M. Moghalu a indiqué jeudi à IRIN que le fonds avait reçu 8 millions de dollars depuis son lancement en 1995 (date de création du TPIR) et que "ces fonds sont presque épuisés". "Ce fonds de contributions volontaires est différent des contributions régulières," a-t-il dit, ajoutant que les contributions pour le fonds étaient volontaires.

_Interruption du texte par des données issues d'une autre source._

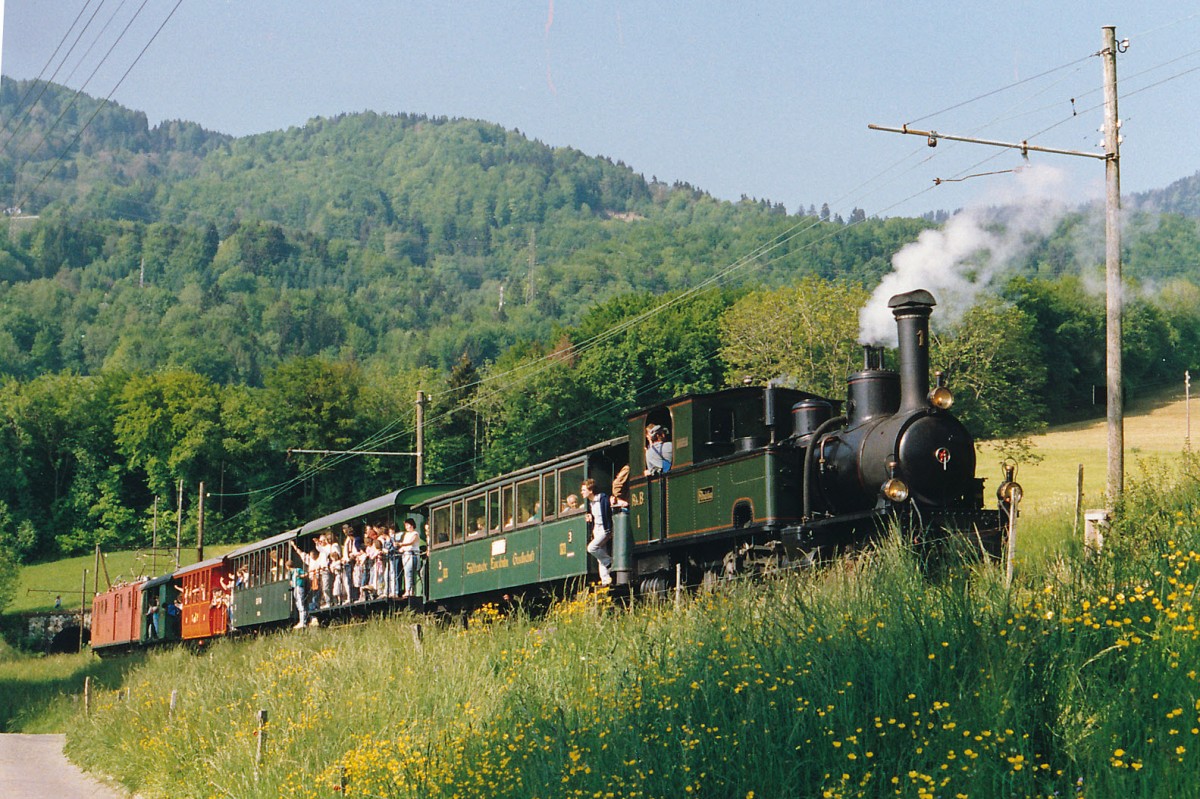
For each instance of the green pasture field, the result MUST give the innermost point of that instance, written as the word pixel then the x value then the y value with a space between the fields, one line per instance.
pixel 42 582
pixel 1155 433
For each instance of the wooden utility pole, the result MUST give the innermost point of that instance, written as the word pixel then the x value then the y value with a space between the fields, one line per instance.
pixel 154 540
pixel 1113 266
pixel 83 607
pixel 1111 157
pixel 179 523
pixel 420 438
pixel 199 527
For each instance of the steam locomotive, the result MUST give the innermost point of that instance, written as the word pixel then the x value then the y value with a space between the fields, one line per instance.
pixel 760 479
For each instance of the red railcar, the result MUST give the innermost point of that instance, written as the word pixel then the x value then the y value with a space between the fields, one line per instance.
pixel 117 617
pixel 204 599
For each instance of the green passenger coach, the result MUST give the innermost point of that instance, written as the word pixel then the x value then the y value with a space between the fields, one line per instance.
pixel 520 529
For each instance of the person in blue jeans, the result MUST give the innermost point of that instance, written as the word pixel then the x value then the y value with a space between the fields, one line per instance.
pixel 411 556
pixel 599 527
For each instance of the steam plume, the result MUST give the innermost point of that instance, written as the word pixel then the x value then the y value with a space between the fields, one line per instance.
pixel 970 253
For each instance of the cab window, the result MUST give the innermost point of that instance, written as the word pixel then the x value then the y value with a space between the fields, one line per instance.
pixel 477 515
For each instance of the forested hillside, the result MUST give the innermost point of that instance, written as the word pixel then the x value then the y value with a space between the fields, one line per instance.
pixel 180 305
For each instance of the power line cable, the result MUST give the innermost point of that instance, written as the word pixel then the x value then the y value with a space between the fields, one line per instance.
pixel 45 84
pixel 75 98
pixel 102 104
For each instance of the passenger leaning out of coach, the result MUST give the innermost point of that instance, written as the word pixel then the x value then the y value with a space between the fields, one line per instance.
pixel 599 527
pixel 352 547
pixel 659 451
pixel 389 562
pixel 411 556
pixel 324 576
pixel 299 580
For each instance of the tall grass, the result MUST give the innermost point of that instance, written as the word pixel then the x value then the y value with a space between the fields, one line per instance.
pixel 867 678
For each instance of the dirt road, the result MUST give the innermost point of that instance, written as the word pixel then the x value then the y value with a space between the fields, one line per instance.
pixel 33 767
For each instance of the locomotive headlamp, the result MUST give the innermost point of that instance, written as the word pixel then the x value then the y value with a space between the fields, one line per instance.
pixel 895 490
pixel 1009 487
pixel 940 396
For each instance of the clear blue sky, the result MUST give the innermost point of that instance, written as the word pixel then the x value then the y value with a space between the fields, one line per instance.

Il a expliqué que les fonds seraient utilisés pour le programme sur le terrain prévu au Rwanda et pour certaines activités de programme pour le tribunal. Le TPIR voudrait sensibiliser les organisations et les individus sur la façon dont ils peuvent contribuer au fonds.
Alors que le Tribunal pénal international pour l'ex-Yougoslavie, basé à La Haye aux Pays-Bas, a reçu jusqu'à présent 30 millions de dollars pour son Fonds, le TPIR sis à Arusha en Tanzanie est à la traîne, a-t-il souligné.
Parallèlement, Simon Bikindi, un célèbre chanteur-compositeur rwandais de musique populaire et directeur du groupe Irindiro Ballet, a été transféré mercredi des Pays-Bas au Tribunal à Arusha pour répondre d'accusations l'impliquant dans le génocide rwandais de 1994 , a indiqué un communiqué du TPIR.
M. Bikindi est inculpé de six actes de conspiration pour commettre le génocide, ou alternativement de complicité dans le génocide, d'incitation directe et publique à commettre le génocide et de crimes contre l'humanité (meurtre et persécution), a informé jeudi le TPIR.
L'accusé, qui a été aussi responsable au Ministère de la jeunesse et des sports et membre du parti politique au pouvoir en 1994, est accusé inter alia d'avoir composé et chanté des chansons incitant les milices Interahamwe et les civils à tuer et détruire les Tutsis.
Il est également inculpé d'avoir participé avec d'autres à la planification, l'instigation et la préparation du massacre des Tutsis, ainsi que d'avoir joué un rôle majeur dans le recrutement et l'entraînement des Interahamwe pour qu'ils commettent ces crimes, a ajouté le communiqué.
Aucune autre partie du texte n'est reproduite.